The company made Friday’s move without an announcement. Pop star Katy Perry lost about 861,000 followers, according to social measurement firm Social Blade. Twitter’s own account lost 2.4 million followers.
In July, Twitter said it would stop counting accounts it “locked” as followers, in an effort to make its user data more accurate. At least seven celebrities lost as many as 2 million followers each.
By October, however, many of those accounts appeared to have been unlocked – which can happen after a password reset – and at least two dozen popular users had gained back a third or so of the lost followers, according to data from Russian ad fraud researcher Social Puncher.
Those followers disappeared once again on Friday, Social Puncher said.
Twitter said on Friday that it “discovered a bug where some of these accounts were briefly added back, which led to misleading follower counts” for “very few accounts.”
It said in July that follower counts might change “more regularly” as part of its efforts to “identify and challenge problematic accounts.” The ensuing volatility has caught the attention of prominent users, including U.S. President Donald Trump and Tesla Inc (O:) Chief Executive Elon Musk.
They and other users lost followers in recent days, but Friday’s cull was larger for most, according to several accounts Reuters reviewed on Social Blade.
Twitter’s own account fell by 7.8 million followers in July but gained back 2.36 million by mid-October.
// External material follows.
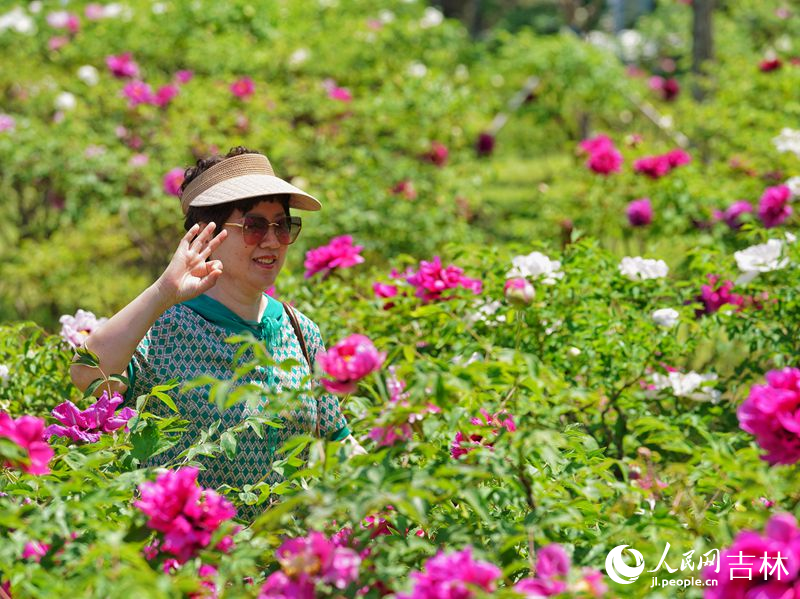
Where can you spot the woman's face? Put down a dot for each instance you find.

It lost 2.4 million on Friday, according to Social Blade.
Some users experienced a similar drop in early October, before the followers returned days later, Social Puncher said.
The firm told Reuters that it suspects the affected locked accounts are controlled by fraudsters who sell followers to artificially boost accounts’ popularity.
The accounts exhibit hallmarks of fakes, including few profile details, fans and posts, it said.
MarQuis Trill, a Los Angeles advertising producer, told Reuters that he bought 300,000 followers for $4,500 two years ago. He lost nearly 2.2 million followers in July, but had about 30 percent back until Friday’s purge.
“I didn’t buy that many to be losing like that,” he said.